Remember when patterns were a quarter?
















A couple years ago I was given a collection of dress patterns. It turned out that they were part of a costumer's collection from SD University theatre dept.

Mostly Simplicity and McCalls, but some Vogue, Butterick, and then about 10 patterns for actual classical costumes. One dates back to before 1920. Then a few from the thirties and forties. Twenty or so from the fifties. About 10 that I remember sewing for myself in the sixties and seventies.

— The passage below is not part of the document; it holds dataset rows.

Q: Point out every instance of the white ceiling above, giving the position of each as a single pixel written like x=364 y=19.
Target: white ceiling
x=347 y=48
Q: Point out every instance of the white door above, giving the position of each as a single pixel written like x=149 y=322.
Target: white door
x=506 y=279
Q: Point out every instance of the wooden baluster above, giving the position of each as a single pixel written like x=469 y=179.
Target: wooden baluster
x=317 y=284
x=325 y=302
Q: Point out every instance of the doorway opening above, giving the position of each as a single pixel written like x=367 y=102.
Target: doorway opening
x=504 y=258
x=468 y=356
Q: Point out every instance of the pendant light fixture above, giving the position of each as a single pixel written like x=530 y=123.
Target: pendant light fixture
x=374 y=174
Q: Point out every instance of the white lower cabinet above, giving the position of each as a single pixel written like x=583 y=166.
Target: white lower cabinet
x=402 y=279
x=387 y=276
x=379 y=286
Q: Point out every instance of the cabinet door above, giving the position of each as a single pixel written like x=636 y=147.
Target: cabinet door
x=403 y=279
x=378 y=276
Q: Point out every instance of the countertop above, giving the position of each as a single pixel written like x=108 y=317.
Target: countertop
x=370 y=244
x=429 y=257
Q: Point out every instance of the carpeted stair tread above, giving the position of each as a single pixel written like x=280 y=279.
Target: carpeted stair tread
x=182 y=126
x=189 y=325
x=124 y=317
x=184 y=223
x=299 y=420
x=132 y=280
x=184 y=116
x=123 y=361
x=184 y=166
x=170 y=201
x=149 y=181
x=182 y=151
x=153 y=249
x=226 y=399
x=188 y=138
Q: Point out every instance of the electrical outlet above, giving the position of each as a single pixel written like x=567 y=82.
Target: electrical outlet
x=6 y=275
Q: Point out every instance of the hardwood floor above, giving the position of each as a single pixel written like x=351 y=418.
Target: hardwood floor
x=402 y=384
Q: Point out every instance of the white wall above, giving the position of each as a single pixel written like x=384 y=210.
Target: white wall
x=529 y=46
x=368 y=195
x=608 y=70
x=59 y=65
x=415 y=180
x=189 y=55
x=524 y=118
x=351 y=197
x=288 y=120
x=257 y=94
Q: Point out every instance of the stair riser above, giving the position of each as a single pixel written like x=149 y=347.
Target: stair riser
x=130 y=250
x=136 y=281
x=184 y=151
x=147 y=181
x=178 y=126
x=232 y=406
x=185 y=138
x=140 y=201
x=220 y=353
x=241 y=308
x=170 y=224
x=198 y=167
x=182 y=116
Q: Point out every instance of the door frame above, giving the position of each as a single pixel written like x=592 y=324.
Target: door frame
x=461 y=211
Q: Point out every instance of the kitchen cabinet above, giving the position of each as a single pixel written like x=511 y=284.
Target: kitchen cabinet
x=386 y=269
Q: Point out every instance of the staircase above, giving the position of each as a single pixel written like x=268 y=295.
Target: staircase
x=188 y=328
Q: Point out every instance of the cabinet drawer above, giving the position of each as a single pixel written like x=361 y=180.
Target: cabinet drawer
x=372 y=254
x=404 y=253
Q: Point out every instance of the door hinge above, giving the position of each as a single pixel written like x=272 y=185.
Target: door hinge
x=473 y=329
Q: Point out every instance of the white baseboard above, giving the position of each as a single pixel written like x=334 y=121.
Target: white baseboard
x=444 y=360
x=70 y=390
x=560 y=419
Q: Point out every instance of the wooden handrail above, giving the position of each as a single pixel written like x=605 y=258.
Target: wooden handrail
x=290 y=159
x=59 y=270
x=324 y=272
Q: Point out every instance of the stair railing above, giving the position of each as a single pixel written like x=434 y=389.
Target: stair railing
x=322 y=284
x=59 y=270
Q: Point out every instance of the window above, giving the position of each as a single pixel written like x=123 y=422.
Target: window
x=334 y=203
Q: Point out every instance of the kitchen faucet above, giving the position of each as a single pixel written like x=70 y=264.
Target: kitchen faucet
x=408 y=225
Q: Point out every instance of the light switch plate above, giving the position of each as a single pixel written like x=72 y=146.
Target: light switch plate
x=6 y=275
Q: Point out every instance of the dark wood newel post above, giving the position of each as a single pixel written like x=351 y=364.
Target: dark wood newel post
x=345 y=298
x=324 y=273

There are 6 crates of patterns all together. It is great fun to look back at the illustrations on the envelopes and relive the hippie fashions of my college days. Vogue designs cost $ . 75 three times as much as Simplicity. There is even a pattern for gloves so you can match your ensemble.

Sunday, July 19, 2009

I go to a lot of sales and auctions (or did before I got on the internet). These cards were in with a lot of postcards collected in Mexico, Cuba, and overseas. The man had traveled extensively and had many souvenirs from Japan, China, etc, all from the early days of the 1900's. I enjoy postcards so much and have about 300 early valentines, christmas cards, new year's card, birthday card, joke cards. I have always planned to use them in art work when I can find a good transfer method. Thank goodness for scanners and printers. Technology finally caught up with my dreams. The little town I live in has few supplies and I have to rely on my ingenuity.

A friend needs a graduation present. She has earned her Master of Social Work and works with chronically homeless people. Something special is in order and so it is a kind of a special occasion card for a very special person who looks beyond the surface. She won't be put off by the subject matter or its sadness. So I have built my first canvas book using transfer images, acrylic paint, handmade papers, and various embellishments.

The images can be enlarged to see details in the text. Please be advised that they may be disturbing to victorian sensibilities. You know who you are. Don't go there.

The bordello beauties piece transports us to the turn of the century and women's realities. Even in the wholesome prairie midwest, young women with illegitimate children were dowried into marriage by their fathers who were religious leaders in their communities. It happened in my family. There is nothing new under the sun and the world has been filled with misery since the beginnings of time. It is for us to make a difference one day and one person at a time.